I have a very specific query that is acting up and I could use any help at all with debugging it.
There are 4 tables involved in this query.
Transaction_Type
Transaction_ID (primary)
Transaction_amount
Transaction_Type
Transaction
Transaction_ID (primary)
Timestamp
Purchase
Transaction_ID
Item_ID
Item
Item_ID
Client_ID
Lets say there is a transaction in which someone pays $20 in cash and $0 in credit it inserts two rows into the table.
//row 1
Transaction_ID: 1
Transaction_amount: 20.00
Transaction_type: cash
//row 2
Transaction_ID: 1
Transaction_amount: 0.00
Transaction_type: credit
here is the specific query:
SELECT
tt.Transaction_Amount, tt.Transaction_ID
FROM
ItemTracker_dbo.Transaction_Type tt
JOIN
ItemTracker_dbo.Transaction t
ON
tt.Transaction_ID = t.Transaction_ID
JOIN
ItemTracker_dbo.Purchase p
ON
p.Transaction_ID = tt.Transaction_ID
JOIN
ItemTracker_dbo.Item i
ON
i.Item_ID = p.Item_ID
WHERE
t.TimeStamp >= "2010-01-06 00:00:00" AND t.TimeStamp <= "2010-01-06 23:59:59"
AND
tt.Transaction_Format IN ('cash', 'credit')
AND
i.Client_ID = 3
when I execute this query, it returns 4 rows for a specific transaction. (it should be 2)

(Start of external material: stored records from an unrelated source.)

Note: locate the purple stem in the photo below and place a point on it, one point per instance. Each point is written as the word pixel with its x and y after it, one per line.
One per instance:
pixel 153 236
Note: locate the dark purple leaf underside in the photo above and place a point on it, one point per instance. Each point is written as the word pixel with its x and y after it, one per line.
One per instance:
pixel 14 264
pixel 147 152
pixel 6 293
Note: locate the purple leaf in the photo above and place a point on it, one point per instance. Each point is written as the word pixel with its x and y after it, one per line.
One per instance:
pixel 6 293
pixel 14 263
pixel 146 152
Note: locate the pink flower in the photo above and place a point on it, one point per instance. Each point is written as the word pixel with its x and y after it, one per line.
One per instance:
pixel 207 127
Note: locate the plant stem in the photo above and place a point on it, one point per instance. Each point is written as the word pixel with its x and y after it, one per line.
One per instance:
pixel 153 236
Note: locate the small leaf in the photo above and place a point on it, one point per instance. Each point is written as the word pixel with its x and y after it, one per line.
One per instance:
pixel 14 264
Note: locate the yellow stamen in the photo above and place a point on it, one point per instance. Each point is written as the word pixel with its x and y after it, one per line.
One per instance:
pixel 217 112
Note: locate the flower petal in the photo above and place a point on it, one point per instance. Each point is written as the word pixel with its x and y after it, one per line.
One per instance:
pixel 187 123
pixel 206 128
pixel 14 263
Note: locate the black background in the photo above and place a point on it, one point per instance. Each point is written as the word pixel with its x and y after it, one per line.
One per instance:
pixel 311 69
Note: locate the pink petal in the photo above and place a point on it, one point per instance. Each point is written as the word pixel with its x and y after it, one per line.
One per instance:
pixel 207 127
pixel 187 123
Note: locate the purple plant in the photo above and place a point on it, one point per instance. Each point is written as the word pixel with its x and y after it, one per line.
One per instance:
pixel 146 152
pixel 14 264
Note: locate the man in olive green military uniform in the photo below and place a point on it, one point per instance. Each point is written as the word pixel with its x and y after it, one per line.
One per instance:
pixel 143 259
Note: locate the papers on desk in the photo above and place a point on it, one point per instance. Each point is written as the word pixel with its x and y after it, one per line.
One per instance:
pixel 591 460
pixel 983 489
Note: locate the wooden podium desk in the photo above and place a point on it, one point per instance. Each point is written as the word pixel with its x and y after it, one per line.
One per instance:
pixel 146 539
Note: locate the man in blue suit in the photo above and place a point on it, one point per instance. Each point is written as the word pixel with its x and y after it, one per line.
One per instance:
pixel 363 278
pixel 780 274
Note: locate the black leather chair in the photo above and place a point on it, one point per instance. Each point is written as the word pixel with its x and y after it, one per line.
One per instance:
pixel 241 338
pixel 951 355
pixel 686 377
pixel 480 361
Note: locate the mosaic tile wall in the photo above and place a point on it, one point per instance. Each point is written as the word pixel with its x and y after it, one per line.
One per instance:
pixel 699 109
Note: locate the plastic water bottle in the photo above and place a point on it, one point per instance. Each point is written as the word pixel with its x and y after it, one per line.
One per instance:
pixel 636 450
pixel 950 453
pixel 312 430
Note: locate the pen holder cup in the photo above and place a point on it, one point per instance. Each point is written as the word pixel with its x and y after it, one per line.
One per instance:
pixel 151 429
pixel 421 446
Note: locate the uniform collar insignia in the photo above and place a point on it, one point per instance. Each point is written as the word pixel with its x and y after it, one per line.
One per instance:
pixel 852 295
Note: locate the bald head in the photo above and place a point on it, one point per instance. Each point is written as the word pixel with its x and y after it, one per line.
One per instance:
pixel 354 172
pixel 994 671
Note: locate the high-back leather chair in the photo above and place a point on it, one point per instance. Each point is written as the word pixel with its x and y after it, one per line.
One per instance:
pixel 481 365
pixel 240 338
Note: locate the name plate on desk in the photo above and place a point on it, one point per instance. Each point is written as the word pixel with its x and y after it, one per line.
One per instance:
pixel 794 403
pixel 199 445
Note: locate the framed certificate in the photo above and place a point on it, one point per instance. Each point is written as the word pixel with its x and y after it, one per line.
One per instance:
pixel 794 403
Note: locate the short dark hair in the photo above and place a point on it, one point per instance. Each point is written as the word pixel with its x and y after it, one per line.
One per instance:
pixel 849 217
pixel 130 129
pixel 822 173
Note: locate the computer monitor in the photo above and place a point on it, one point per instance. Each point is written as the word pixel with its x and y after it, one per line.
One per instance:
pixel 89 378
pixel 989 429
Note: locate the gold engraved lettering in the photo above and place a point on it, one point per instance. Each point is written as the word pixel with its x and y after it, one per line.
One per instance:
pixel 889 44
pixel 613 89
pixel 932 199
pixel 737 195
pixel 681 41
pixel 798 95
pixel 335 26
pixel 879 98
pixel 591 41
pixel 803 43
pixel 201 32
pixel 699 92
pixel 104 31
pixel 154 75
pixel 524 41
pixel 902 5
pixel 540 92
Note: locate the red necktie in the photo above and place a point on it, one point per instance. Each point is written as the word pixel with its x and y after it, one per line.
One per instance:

When I remove ALL where clauses and insert WHERE tt.Transaction_ID = problematicID it only returns two.
EDIT:::::
still repeats upon changing date range
The kicker:
When I change the initial daterange it only returns two rows for that specific transaction_id.
::::
Is it the way I use join? that's all I can think of...
EDIT: This is the problem
in purchase - two sepparate purchase_ID's can have the same transaction_ID (purhcase_ID breaks down specific item sales).
There are duplicate Transaction_ID rows in purchase_ID
We need to see all the data in all the tables to be able to know where the problem is. However, because the joins are the problem it is because one of your tables has two rows when you think it has only one.
There's a problem with your schema. You have rows with the same transaction_id, which is the primary key. I would think they couldn't be marked primary in that database. With two rows with the same id, that could cause unexpected extra rows to come back from the join(s).